Pig to Human Kidney Transplantation

Borek Transplantation from Pig to Human
Surgeons preparing pig kidneys for transplant - Jeff Myers, UAB

Two pig kidneys, genetically engineered to avoid rejection by the immune system, were transplanted into a brain-dead man as the first step in treating the patients. The kidneys were not rejected during the 77 hours that the experiment in the USA lasted. "This game-changing moment marks an important milestone in the field of xenotransplantation, arguably the best solution to the organ shortage crisis," surgeon Jayme Locke of the University of Alabama at Birmingham said in a statement. The aim of the study is to pave the way for a clinical trial that Locke hopes will begin later this year. We can touch on the details of our article "Pig Transplantation from Pig to Human".

Buyer Jim Parsons was injured during a motorcycle race. He was a registered organ donor, but none of his organs were suitable for transplantation. His family allowed his body to be kept alive on the ventilator so that the study could be carried out. His own kidneys were removed and replaced with genetically modified pig kidneys. “As a family, we had no doubt that Jim would want this,” his ex-wife said at the press briefing.

The experiment took place on September 30, but the details were revealed in a paper published today. The kidneys came from the same genetically modified pigs as the heart, which was transplanted to David Bennett on January 7. Bennett received the pig heart as there were no other options for him, while the kidney transplant was done only as an initial safety test.

Surgeon Locke said at the briefing that while the idea of ​​testing therapies in people with brain death had been proposed before, his team was the first to do so. The Parsons model could be valuable in situations where animal testing isn't enough, his team said.

Why Play With The Genetics Of Pig Kidneys?

Even if humans have been given immunosuppressive drugs, pig organs cannot normally be transplanted into humans as they are rejected by the human immune system. But the pigs created by the US firm Revivicor have been genetically modified to avoid rejection.

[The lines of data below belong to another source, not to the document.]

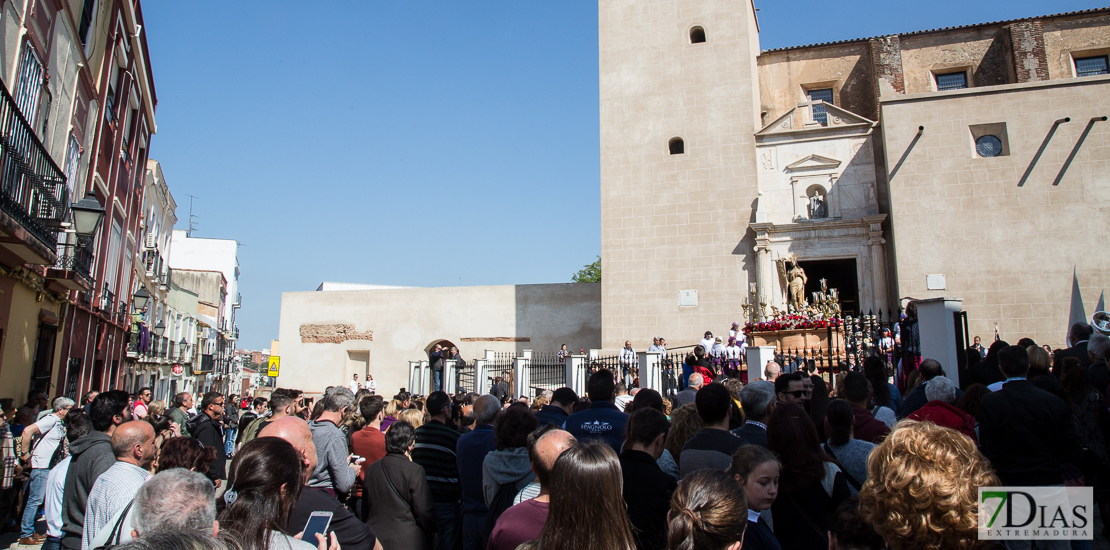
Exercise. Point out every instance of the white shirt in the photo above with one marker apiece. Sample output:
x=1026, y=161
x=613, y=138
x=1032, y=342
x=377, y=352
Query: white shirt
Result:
x=52, y=431
x=52, y=502
x=627, y=356
x=733, y=351
x=622, y=401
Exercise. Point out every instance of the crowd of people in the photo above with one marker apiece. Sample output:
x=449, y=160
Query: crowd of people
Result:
x=793, y=460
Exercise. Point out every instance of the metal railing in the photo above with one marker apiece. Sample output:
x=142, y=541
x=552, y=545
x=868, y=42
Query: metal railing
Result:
x=547, y=371
x=77, y=258
x=32, y=188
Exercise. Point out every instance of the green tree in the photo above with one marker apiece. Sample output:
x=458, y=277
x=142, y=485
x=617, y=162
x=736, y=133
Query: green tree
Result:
x=591, y=272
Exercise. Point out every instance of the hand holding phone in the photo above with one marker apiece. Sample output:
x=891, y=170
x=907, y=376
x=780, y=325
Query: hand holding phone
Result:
x=318, y=523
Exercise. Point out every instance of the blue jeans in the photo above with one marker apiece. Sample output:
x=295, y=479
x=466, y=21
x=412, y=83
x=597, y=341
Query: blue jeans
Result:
x=448, y=519
x=36, y=493
x=474, y=531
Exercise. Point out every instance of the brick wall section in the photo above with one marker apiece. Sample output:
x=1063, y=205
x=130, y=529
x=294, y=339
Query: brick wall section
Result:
x=496, y=339
x=1030, y=62
x=886, y=56
x=332, y=333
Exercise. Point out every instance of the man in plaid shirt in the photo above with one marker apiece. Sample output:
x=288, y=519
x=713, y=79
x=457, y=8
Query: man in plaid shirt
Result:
x=133, y=446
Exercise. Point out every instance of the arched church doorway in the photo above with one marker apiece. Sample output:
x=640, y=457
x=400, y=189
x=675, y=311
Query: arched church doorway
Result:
x=838, y=275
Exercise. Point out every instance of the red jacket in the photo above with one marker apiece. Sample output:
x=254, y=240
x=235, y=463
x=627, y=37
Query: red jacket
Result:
x=947, y=416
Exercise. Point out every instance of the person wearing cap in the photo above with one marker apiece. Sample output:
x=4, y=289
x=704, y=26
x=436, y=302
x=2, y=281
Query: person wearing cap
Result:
x=436, y=446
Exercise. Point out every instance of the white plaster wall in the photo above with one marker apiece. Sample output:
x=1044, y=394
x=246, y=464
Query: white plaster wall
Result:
x=212, y=255
x=406, y=321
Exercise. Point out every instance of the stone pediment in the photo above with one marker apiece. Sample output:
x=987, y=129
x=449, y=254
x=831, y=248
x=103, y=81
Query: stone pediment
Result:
x=814, y=162
x=799, y=120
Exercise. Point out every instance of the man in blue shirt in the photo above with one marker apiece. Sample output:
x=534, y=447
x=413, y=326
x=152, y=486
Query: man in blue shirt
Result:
x=471, y=451
x=603, y=420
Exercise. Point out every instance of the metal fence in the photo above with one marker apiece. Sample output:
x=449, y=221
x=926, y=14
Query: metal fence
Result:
x=464, y=378
x=547, y=371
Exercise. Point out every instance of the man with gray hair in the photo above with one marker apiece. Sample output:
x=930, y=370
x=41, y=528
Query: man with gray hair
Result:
x=1098, y=349
x=772, y=371
x=470, y=455
x=758, y=401
x=687, y=396
x=50, y=443
x=334, y=472
x=134, y=450
x=940, y=391
x=172, y=500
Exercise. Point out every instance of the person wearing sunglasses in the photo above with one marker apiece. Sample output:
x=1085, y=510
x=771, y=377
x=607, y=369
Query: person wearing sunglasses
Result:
x=790, y=389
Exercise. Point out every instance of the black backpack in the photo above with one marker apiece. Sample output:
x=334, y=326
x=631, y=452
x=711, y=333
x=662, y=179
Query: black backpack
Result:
x=502, y=501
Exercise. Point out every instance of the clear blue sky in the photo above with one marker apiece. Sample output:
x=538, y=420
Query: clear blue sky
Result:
x=421, y=143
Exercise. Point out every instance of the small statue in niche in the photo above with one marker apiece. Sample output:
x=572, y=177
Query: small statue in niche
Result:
x=796, y=286
x=817, y=207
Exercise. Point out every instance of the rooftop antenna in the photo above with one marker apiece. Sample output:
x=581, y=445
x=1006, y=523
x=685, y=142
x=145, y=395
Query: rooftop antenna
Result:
x=192, y=219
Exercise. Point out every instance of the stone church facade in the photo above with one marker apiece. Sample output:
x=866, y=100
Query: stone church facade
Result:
x=968, y=161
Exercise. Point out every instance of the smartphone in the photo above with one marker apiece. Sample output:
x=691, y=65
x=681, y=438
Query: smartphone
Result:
x=318, y=523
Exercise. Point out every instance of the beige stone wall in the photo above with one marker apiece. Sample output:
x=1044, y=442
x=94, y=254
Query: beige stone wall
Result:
x=984, y=52
x=785, y=76
x=328, y=336
x=675, y=222
x=1008, y=251
x=1089, y=36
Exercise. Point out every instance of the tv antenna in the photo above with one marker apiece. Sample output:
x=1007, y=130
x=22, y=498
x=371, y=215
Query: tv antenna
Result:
x=192, y=219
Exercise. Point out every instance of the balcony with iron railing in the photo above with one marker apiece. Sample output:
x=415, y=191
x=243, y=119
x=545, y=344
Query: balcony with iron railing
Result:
x=33, y=199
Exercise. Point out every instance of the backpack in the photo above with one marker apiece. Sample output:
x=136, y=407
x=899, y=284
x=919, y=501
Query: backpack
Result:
x=502, y=501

Four genes were disabled, some of which encode proteins that trigger the immune response in humans. Pigs also have six additional human genes.

Pig kidneys were not rejected during the 77 hour experiment. “He started urinating within 23 minutes,” Locke said, referring to the first of two pig kidneys transplanted. “This is a remarkable achievement. We had a beautiful pink kidney, not a kidney that turned black from hyperacute rejection.”

However, while the kidneys were producing urine, they did not remove a substance called creatinine, which is an important measure of normal kidney function, from the blood. The team isn't sure why this is the case, but it may be related to Parsons' situation.

One potential problem is that pigs have lower blood pressure than humans.

This means that blood vessels in pig kidneys can be damaged by higher blood pressure after transplantation. However, the team did not see any signs of trouble.

Another concern is that virus genes hidden in pigs' genomes could infect humans, but the team found no trace of it. But at least one other company trying to create pigs suitable for transplant is deleting all viral genes to ensure this doesn't happen.

Locke said at the briefing that a kidney transplant is a cure for chronic kidney disease, but most people die before they can get one. There are about 100.000 people on the waiting list for transplants in the United States, but fewer than 25.000 transplants are performed each year.